Un libro sulla chitarra contemporanea non può in alcun modo trascurare l’apporto che Magnus Andersson, chitarrista svedese, con studi al Trinity College of Music di Londra, ha dato alla Nuova Musica. Basti solo pensare al fatto che è stato lui nel 1984 a fondare la classe di chitarra nei Ferienkurse für Neue Musik di Darmstadt, dove ha insegnato fino al 1996. Nel 2001 ha prodotto per etichetta discografica svedese Nosag questo cd interamente dedicato al repertorio chitarristico di compositori Italiani: Franco Donatoni, Aldo Clementi, Sylvano Bussotti, Bruno Maderna e Luciano Berio.
Un album assolutamente fondamentale che traccia delle linee essenziali per quanto riguarda l’interpretazione di queste musiche tanto forte è l’impronta musicale personale che questo musicista dalla classe e dall’intelligenza cristallina riesce a esprimere tramite i suoi strumenti. Il titolo non poteva essere più azzeccato. Questo disco sembra fatto apposta per evidenziare un collage di piccoli suoni, frammentati, spezzettati, sommati l’uno all’altro fino a diventare qualcosa di complessivo e monumentale, a partire dal recupero costituito da un breve inciso mutuato dal chitarrista jazz Django Reinhardt per Algo di Donatori e passando per la dimensione meta-musicale delle Dodici Variazioni e Fantasia di Aldo Clementi. Magnus esplora le possibilità armoniche in Y Despues, il pezzo “andaluso” di Maderna, per chitarra a dieci corde, mentre bellissima è la versione di Rara di Bussotti, un pezzo caratterizzato dalla particolare forma grafica dello spartito musicale che mette a dura prova le capacità e le possibilità creative del musicista, sollecitate a loro volta nella Sequenza IX e nelle due versioni di Brin di Berio. 

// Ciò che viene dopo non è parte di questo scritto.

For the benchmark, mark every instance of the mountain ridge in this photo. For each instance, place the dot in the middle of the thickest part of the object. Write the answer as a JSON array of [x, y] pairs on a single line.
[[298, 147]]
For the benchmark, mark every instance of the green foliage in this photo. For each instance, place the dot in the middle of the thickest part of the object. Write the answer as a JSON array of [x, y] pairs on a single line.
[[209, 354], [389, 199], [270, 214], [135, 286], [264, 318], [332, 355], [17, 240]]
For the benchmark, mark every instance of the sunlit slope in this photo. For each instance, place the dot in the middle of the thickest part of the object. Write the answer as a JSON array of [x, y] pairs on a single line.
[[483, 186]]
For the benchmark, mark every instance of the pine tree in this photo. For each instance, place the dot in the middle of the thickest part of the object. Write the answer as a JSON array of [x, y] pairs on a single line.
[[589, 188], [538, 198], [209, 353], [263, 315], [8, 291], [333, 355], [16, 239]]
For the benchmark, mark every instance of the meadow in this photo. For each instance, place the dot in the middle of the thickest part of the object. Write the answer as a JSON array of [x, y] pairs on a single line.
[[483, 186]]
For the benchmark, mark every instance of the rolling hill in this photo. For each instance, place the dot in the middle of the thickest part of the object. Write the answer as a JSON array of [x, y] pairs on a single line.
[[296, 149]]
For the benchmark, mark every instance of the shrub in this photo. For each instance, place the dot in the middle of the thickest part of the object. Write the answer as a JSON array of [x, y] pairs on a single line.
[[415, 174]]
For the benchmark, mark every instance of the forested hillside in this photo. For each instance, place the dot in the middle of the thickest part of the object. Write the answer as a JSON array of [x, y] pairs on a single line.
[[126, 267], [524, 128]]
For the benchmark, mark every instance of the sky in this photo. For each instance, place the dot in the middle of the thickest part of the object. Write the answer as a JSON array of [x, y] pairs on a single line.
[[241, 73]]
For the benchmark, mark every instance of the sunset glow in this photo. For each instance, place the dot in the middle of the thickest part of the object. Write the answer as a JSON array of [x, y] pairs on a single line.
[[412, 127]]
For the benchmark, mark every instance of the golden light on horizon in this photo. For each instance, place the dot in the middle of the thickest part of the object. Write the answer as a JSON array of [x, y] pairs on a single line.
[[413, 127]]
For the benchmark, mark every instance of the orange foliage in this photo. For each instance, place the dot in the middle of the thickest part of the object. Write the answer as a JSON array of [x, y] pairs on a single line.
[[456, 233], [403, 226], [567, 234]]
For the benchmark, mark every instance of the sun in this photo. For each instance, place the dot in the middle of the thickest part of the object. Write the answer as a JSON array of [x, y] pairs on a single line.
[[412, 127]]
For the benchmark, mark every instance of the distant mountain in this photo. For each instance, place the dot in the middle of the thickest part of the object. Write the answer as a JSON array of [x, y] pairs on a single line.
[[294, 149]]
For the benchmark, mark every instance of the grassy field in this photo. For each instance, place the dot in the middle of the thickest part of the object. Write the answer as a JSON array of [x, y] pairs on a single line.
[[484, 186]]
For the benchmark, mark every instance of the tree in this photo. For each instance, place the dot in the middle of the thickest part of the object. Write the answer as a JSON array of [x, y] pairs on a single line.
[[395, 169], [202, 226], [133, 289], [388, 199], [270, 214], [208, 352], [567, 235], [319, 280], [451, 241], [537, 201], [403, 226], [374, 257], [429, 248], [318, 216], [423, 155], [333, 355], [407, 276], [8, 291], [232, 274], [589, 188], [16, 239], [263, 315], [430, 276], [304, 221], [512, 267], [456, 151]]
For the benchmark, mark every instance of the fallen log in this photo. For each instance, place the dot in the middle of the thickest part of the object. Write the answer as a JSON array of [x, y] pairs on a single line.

In questo album densi silenzi si alternano tra aforismi musicali e caleidoscopici colori strumentali, in un amalgama di “emissioni” sonore concentrate alla ricerca di quello che sembra essere l’Essenziale nella musica. Una ricerca che va oltre l’intransigenza di un’architettura sonora astratta, che crea una terza dimensione attraverso la quale lo spazio non esiste solo per la fantasia e l’intelletto, ma che apre una finestra sulla poesia più raffinata.
Un disco che ha attirato l’attenzione anche della prestigiosa rivista inglese “The Wire”, culto per l’avanguardia musicale.